A Posteriori Agreement as a Quality Measure for Readability Prediction Systems
- Publication type
- P1
- Publication status
- Published
- Authors
- van Oosten, P., Hoste, V., & Tanghe, D.
- Editor
- Alexander Gelbukh
- Journal
- Computational Linguistics and Intelligent Text Processing
- Series
- Lecture Notes in Computer Science
- Volume
- 6609
- Pagination
- 424-435
- Publisher
- Springer-Verlag (Tokyo, Japan)
- External link
- http://dx.doi.org/10.1007/978-3-642-19437-5_35
- Download
-
(.pdf)
- Project
- Hendi
Abstract
All readability research is ultimately concerned with the research question whether it is possible for a prediction system to automatically determine the level of readability of an unseen text. A significant problem for such a system is that readability might depend in part on the reader. If different readers assess the readability of texts in fundamentally different ways, there is insufficient a priori agreement to justify the correctness of a readability prediction system based on the texts assessed by those readers.

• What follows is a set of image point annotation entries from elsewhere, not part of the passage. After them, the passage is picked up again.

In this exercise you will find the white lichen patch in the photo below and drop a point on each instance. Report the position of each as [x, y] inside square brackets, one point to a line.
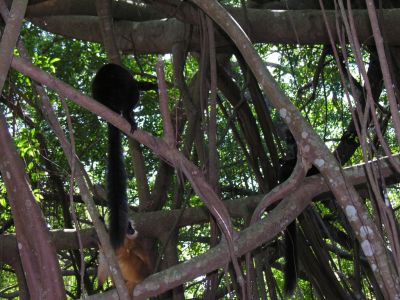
[351, 213]
[319, 162]
[367, 248]
[365, 230]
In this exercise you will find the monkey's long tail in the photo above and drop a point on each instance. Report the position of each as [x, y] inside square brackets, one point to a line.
[116, 188]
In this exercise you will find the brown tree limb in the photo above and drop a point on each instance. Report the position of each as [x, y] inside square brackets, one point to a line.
[317, 152]
[38, 255]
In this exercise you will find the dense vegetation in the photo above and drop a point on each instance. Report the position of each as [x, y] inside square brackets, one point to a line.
[213, 191]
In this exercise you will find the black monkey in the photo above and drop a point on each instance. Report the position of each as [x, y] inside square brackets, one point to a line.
[115, 87]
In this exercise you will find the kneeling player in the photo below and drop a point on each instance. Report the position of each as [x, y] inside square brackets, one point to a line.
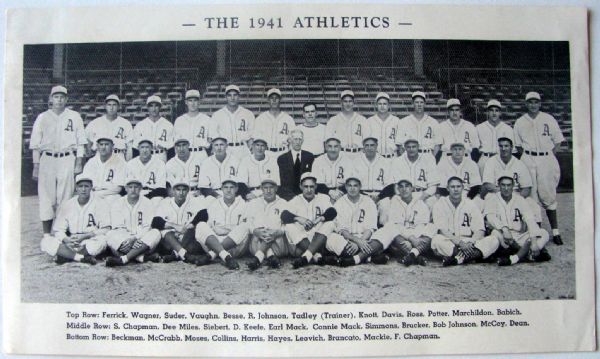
[225, 233]
[80, 227]
[459, 222]
[509, 215]
[131, 236]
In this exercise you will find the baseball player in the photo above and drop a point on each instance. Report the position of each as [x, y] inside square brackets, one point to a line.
[185, 164]
[384, 126]
[407, 226]
[460, 230]
[225, 233]
[332, 170]
[255, 168]
[150, 169]
[455, 129]
[234, 123]
[194, 125]
[490, 131]
[176, 218]
[216, 168]
[356, 220]
[80, 227]
[58, 144]
[348, 125]
[131, 237]
[308, 222]
[538, 136]
[116, 126]
[155, 128]
[107, 170]
[314, 132]
[512, 223]
[274, 125]
[420, 126]
[267, 240]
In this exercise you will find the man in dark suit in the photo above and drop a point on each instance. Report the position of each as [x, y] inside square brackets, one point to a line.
[292, 164]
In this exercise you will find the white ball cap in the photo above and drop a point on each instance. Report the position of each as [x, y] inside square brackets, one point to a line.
[154, 99]
[347, 93]
[533, 96]
[452, 102]
[58, 89]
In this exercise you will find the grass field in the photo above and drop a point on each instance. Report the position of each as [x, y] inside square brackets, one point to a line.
[179, 283]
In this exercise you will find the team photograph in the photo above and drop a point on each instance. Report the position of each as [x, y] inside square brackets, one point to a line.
[297, 172]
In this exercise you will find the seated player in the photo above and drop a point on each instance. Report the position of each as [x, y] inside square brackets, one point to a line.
[308, 221]
[460, 230]
[176, 218]
[80, 226]
[407, 225]
[352, 242]
[225, 232]
[509, 216]
[131, 237]
[264, 220]
[107, 170]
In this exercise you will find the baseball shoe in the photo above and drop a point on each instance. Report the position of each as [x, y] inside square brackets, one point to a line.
[557, 240]
[231, 263]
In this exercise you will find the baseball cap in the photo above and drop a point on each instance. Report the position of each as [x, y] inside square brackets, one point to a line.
[232, 88]
[155, 99]
[273, 91]
[347, 93]
[58, 89]
[452, 102]
[192, 94]
[533, 96]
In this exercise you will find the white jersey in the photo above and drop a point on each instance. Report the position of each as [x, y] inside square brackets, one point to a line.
[387, 133]
[177, 168]
[136, 219]
[120, 130]
[540, 134]
[58, 133]
[462, 221]
[515, 168]
[425, 130]
[467, 170]
[349, 130]
[333, 173]
[464, 132]
[199, 129]
[213, 172]
[314, 138]
[356, 218]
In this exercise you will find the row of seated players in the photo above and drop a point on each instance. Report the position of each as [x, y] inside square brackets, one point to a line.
[312, 227]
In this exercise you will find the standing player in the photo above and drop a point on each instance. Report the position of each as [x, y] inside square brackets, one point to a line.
[80, 227]
[460, 230]
[490, 131]
[538, 136]
[384, 126]
[348, 125]
[58, 144]
[274, 125]
[131, 237]
[194, 125]
[512, 223]
[308, 222]
[420, 126]
[118, 128]
[155, 128]
[234, 123]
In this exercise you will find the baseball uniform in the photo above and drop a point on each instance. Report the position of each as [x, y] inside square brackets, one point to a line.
[56, 140]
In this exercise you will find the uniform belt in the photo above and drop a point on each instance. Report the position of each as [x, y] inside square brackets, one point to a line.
[533, 153]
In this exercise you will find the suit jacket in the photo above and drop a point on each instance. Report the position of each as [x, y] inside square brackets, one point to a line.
[290, 184]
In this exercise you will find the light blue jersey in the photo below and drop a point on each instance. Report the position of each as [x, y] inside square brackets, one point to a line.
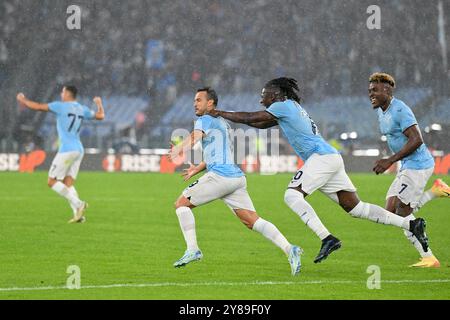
[69, 117]
[217, 146]
[393, 122]
[300, 129]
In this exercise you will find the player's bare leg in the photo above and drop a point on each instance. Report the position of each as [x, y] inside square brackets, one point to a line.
[252, 221]
[428, 260]
[69, 183]
[63, 191]
[295, 199]
[439, 190]
[187, 223]
[350, 202]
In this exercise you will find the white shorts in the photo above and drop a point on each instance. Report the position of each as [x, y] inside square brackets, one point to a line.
[409, 185]
[65, 164]
[323, 172]
[211, 186]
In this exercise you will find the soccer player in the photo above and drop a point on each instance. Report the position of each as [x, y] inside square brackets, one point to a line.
[224, 180]
[323, 169]
[406, 194]
[66, 164]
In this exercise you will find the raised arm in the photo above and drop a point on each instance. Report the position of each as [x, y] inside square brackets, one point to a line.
[414, 142]
[193, 170]
[256, 118]
[31, 104]
[100, 114]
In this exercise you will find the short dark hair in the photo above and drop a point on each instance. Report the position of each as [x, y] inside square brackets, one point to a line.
[381, 77]
[211, 94]
[73, 90]
[287, 87]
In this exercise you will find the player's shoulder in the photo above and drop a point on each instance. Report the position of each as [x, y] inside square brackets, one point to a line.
[205, 121]
[279, 104]
[399, 105]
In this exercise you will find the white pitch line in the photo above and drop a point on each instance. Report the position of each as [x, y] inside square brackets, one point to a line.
[220, 284]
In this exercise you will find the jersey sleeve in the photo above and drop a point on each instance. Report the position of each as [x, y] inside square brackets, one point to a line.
[55, 107]
[88, 114]
[405, 118]
[203, 124]
[278, 110]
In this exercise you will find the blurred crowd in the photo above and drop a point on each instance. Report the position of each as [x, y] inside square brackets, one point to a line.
[232, 45]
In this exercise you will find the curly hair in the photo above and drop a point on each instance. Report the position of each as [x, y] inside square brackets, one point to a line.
[380, 77]
[288, 87]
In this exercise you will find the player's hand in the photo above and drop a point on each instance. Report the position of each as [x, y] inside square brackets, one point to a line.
[214, 113]
[174, 154]
[189, 172]
[20, 97]
[382, 165]
[98, 100]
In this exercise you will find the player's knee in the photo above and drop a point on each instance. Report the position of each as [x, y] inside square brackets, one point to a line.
[361, 210]
[248, 218]
[348, 201]
[181, 202]
[51, 182]
[291, 196]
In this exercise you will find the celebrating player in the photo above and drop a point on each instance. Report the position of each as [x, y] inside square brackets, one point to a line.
[223, 180]
[64, 169]
[406, 194]
[323, 169]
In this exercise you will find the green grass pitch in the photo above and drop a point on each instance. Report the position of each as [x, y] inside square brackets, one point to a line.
[132, 237]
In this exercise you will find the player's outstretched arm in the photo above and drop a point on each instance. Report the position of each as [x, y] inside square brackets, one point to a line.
[193, 170]
[31, 104]
[100, 114]
[414, 141]
[245, 117]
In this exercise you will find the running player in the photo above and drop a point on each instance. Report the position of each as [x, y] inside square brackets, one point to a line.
[406, 194]
[223, 180]
[66, 164]
[323, 169]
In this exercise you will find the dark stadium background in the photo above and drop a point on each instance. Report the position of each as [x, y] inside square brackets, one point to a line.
[146, 58]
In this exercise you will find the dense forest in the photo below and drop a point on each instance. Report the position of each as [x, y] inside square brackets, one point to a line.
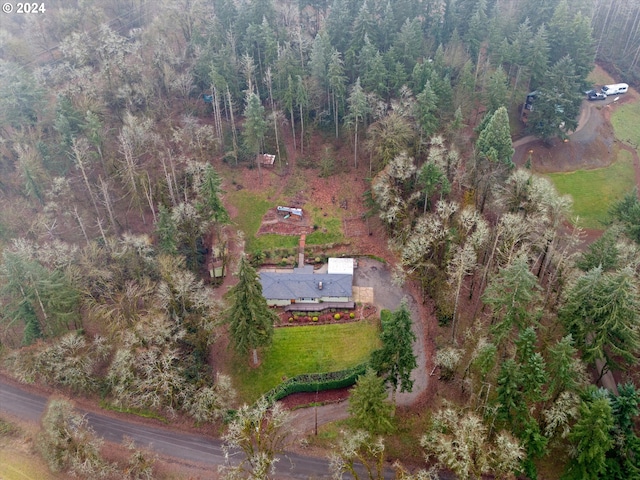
[118, 117]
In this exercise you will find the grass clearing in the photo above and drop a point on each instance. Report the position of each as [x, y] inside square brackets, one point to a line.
[17, 465]
[625, 120]
[252, 206]
[306, 349]
[594, 191]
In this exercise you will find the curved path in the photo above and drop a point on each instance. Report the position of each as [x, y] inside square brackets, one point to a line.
[585, 117]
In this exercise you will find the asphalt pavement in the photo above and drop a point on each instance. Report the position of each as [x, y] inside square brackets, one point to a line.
[196, 450]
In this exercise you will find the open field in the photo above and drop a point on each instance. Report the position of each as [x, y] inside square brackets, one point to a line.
[16, 465]
[312, 349]
[252, 206]
[594, 191]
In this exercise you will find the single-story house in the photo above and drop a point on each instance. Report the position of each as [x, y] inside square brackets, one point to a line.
[303, 286]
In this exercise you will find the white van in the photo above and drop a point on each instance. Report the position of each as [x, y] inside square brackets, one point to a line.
[615, 89]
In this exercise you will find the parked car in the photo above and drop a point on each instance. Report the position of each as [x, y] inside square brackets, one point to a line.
[596, 96]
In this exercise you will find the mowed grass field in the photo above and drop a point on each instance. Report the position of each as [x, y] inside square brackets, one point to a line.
[594, 191]
[15, 465]
[306, 349]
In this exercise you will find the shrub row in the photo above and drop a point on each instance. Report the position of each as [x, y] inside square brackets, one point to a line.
[316, 382]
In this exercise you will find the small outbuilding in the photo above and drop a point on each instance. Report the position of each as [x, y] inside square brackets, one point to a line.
[340, 266]
[266, 159]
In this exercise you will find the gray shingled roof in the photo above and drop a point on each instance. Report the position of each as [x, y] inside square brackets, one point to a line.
[290, 286]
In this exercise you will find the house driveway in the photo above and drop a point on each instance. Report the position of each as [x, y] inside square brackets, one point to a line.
[374, 277]
[377, 275]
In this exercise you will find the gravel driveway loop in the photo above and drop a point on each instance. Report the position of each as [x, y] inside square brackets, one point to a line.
[372, 273]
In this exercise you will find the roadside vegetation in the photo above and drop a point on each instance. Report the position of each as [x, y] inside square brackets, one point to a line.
[130, 136]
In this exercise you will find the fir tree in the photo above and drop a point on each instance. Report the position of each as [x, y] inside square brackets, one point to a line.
[396, 360]
[368, 405]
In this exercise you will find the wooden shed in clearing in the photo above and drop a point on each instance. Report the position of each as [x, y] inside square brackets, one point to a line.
[266, 159]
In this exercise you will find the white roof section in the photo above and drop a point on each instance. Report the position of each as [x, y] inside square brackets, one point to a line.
[342, 266]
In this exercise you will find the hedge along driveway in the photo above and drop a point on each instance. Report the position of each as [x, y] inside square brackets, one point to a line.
[308, 349]
[595, 191]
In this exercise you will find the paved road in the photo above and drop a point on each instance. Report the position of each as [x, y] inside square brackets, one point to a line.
[196, 450]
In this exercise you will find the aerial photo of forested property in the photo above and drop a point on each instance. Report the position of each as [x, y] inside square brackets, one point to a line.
[314, 239]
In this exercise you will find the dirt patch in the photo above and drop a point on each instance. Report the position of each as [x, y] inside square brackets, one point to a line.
[275, 222]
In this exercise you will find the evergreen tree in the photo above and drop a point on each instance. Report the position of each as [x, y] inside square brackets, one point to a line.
[513, 293]
[566, 372]
[601, 253]
[538, 61]
[497, 91]
[602, 312]
[358, 110]
[425, 107]
[623, 461]
[250, 319]
[557, 104]
[368, 405]
[255, 124]
[337, 88]
[396, 360]
[494, 142]
[261, 432]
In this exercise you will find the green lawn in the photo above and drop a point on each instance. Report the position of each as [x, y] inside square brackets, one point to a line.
[307, 349]
[625, 120]
[594, 191]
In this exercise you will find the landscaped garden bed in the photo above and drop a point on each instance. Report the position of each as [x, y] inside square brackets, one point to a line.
[330, 316]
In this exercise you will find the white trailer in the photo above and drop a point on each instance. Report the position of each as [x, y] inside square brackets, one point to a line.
[615, 89]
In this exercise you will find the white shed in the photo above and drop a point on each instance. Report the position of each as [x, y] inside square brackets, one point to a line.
[340, 266]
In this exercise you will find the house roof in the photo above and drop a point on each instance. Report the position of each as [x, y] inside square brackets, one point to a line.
[340, 265]
[290, 286]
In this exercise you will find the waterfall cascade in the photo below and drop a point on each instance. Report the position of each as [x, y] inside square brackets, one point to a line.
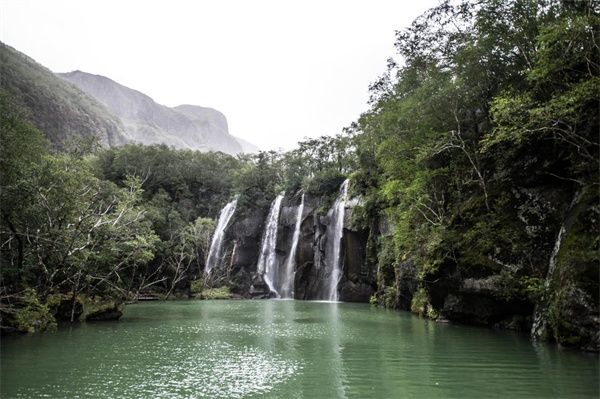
[287, 280]
[216, 246]
[334, 243]
[267, 261]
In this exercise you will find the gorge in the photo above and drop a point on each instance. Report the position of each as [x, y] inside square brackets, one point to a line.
[445, 243]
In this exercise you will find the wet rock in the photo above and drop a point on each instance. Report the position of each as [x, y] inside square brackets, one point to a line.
[355, 292]
[406, 284]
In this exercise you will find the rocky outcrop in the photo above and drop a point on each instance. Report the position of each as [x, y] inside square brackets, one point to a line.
[243, 243]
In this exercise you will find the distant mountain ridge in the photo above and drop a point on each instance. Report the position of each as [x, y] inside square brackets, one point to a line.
[57, 108]
[147, 122]
[78, 104]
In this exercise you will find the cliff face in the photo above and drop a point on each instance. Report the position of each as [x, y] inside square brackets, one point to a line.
[243, 244]
[147, 122]
[57, 108]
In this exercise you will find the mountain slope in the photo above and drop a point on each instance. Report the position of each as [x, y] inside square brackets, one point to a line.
[59, 109]
[147, 122]
[247, 146]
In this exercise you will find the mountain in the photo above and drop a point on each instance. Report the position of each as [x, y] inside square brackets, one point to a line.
[247, 146]
[147, 122]
[57, 108]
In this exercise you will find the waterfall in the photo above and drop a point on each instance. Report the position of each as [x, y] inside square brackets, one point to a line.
[287, 285]
[267, 261]
[334, 242]
[216, 246]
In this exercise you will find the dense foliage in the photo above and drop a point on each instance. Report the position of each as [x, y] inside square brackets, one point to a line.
[483, 144]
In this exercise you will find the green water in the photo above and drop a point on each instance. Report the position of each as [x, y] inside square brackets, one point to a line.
[286, 349]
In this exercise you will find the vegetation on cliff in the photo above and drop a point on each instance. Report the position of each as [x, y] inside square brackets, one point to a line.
[479, 152]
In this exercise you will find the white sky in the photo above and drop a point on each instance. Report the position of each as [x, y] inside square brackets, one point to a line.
[279, 70]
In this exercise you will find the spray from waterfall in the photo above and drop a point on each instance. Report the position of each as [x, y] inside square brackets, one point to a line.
[267, 261]
[287, 284]
[216, 247]
[334, 243]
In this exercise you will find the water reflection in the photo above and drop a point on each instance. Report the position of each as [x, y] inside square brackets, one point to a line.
[286, 349]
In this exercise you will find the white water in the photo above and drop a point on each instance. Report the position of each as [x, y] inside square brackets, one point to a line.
[267, 261]
[216, 246]
[334, 243]
[287, 284]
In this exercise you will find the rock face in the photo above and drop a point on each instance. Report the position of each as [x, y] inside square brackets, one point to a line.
[243, 246]
[58, 109]
[146, 122]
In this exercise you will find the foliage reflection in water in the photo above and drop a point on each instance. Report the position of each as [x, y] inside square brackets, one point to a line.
[292, 349]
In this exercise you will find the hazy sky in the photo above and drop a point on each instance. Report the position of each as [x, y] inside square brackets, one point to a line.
[278, 70]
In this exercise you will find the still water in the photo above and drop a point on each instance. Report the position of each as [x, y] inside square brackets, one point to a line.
[286, 349]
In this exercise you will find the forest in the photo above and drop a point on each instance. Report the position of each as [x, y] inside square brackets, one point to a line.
[480, 146]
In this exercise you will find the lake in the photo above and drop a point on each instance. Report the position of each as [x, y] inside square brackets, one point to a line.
[286, 349]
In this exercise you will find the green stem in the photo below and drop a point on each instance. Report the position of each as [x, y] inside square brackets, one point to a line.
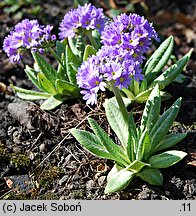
[120, 101]
[129, 94]
[56, 56]
[92, 40]
[58, 60]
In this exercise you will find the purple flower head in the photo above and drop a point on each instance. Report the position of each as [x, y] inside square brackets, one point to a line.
[88, 17]
[27, 34]
[133, 33]
[109, 64]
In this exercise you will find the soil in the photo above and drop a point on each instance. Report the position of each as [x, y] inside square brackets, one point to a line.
[39, 159]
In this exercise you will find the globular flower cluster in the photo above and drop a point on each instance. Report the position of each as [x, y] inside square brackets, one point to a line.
[109, 64]
[27, 34]
[125, 40]
[87, 17]
[133, 33]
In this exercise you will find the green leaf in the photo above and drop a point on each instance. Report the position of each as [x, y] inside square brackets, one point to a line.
[165, 95]
[144, 146]
[144, 85]
[67, 89]
[72, 64]
[115, 150]
[132, 139]
[151, 110]
[136, 166]
[159, 59]
[80, 46]
[117, 122]
[32, 74]
[169, 141]
[166, 159]
[49, 72]
[46, 84]
[118, 181]
[126, 101]
[151, 175]
[136, 89]
[90, 142]
[61, 70]
[29, 94]
[52, 102]
[89, 51]
[60, 48]
[164, 123]
[180, 78]
[143, 96]
[172, 72]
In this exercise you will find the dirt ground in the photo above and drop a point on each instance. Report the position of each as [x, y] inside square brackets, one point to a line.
[39, 159]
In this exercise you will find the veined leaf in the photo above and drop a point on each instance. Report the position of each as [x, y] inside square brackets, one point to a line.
[67, 89]
[136, 89]
[46, 84]
[32, 74]
[49, 72]
[151, 175]
[151, 110]
[166, 159]
[115, 150]
[52, 102]
[132, 141]
[164, 123]
[29, 94]
[90, 142]
[71, 62]
[136, 166]
[118, 181]
[89, 50]
[143, 96]
[126, 101]
[117, 122]
[169, 141]
[159, 59]
[61, 70]
[144, 85]
[60, 48]
[172, 72]
[144, 146]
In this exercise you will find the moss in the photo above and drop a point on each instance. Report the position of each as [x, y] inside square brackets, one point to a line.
[4, 156]
[20, 162]
[48, 176]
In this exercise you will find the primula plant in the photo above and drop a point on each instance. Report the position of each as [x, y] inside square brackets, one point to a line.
[79, 28]
[125, 42]
[143, 150]
[93, 54]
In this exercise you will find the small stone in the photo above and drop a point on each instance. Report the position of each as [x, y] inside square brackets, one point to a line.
[90, 184]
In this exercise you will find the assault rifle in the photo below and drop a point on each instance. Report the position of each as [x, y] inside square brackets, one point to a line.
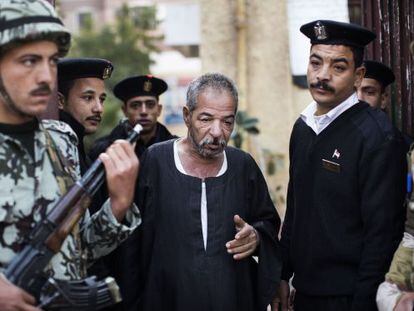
[26, 270]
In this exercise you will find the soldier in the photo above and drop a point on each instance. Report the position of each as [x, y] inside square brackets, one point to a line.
[397, 291]
[140, 97]
[34, 154]
[81, 91]
[374, 87]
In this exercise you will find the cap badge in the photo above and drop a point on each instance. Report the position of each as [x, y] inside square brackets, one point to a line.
[147, 86]
[336, 154]
[320, 31]
[107, 73]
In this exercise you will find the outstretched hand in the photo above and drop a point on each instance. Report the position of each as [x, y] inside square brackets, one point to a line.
[121, 167]
[245, 241]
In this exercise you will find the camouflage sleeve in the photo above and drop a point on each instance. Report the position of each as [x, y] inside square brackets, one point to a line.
[400, 276]
[401, 269]
[102, 233]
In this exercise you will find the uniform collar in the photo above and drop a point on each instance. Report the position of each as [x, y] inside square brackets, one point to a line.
[319, 123]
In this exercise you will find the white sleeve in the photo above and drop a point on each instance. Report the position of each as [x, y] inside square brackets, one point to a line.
[387, 296]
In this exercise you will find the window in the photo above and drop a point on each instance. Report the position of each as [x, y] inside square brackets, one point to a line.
[85, 20]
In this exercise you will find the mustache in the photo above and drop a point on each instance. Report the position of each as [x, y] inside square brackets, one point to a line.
[322, 85]
[217, 142]
[44, 89]
[96, 118]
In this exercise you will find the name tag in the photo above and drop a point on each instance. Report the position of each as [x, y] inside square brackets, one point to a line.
[331, 166]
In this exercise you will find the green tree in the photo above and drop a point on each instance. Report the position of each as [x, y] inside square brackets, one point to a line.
[245, 125]
[127, 44]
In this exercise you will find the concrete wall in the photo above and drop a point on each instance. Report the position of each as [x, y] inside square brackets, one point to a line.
[270, 94]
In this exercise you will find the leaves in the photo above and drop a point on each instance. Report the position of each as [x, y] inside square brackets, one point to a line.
[244, 125]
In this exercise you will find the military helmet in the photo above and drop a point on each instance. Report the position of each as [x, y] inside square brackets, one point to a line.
[22, 20]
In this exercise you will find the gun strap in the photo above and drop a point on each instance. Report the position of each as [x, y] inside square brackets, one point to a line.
[64, 179]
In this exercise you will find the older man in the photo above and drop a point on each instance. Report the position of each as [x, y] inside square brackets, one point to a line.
[345, 211]
[207, 210]
[39, 160]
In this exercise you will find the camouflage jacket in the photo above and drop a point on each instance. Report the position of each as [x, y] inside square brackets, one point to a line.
[28, 190]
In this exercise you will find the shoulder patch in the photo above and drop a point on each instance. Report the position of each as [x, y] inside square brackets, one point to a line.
[62, 128]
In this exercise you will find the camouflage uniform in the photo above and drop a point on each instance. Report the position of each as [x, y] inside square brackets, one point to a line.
[29, 189]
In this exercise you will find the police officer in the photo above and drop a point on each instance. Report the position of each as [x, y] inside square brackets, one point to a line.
[34, 153]
[345, 212]
[374, 87]
[140, 97]
[81, 92]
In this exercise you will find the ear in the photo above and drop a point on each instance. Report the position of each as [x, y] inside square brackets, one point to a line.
[61, 101]
[124, 110]
[384, 100]
[359, 76]
[186, 116]
[159, 110]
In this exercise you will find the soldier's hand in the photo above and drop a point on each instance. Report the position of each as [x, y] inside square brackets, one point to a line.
[121, 166]
[245, 241]
[406, 302]
[283, 300]
[12, 298]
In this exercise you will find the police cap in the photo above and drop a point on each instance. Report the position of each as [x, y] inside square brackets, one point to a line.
[146, 85]
[380, 72]
[337, 33]
[79, 68]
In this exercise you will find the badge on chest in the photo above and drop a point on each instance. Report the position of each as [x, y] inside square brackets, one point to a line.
[330, 165]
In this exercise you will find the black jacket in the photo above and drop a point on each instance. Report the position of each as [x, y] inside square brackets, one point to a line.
[345, 211]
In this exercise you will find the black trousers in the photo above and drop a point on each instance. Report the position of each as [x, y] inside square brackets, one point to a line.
[304, 302]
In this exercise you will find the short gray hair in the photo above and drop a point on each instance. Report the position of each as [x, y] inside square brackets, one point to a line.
[215, 81]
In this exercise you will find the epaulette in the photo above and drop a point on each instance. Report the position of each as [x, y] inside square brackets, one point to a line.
[61, 128]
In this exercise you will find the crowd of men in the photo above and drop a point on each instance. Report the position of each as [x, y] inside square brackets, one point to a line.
[187, 223]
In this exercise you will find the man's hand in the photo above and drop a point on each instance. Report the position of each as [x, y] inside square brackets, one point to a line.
[283, 299]
[406, 302]
[13, 298]
[121, 166]
[245, 242]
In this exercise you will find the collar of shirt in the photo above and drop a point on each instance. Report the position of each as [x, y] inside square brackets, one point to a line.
[319, 123]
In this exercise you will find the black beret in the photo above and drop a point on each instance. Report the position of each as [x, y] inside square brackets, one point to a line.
[146, 85]
[332, 32]
[79, 68]
[380, 72]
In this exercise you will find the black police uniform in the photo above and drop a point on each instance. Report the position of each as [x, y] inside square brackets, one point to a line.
[345, 212]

We built a data set of readability assessments by expert readers. We clustered the experts into groups with greater a priori agreement and then measured for each group whether classifiers trained only on data from this group exhibited a classification bias. As this was found to be the case, the classification mechanism cannot be unproblematically generalized to a different user group.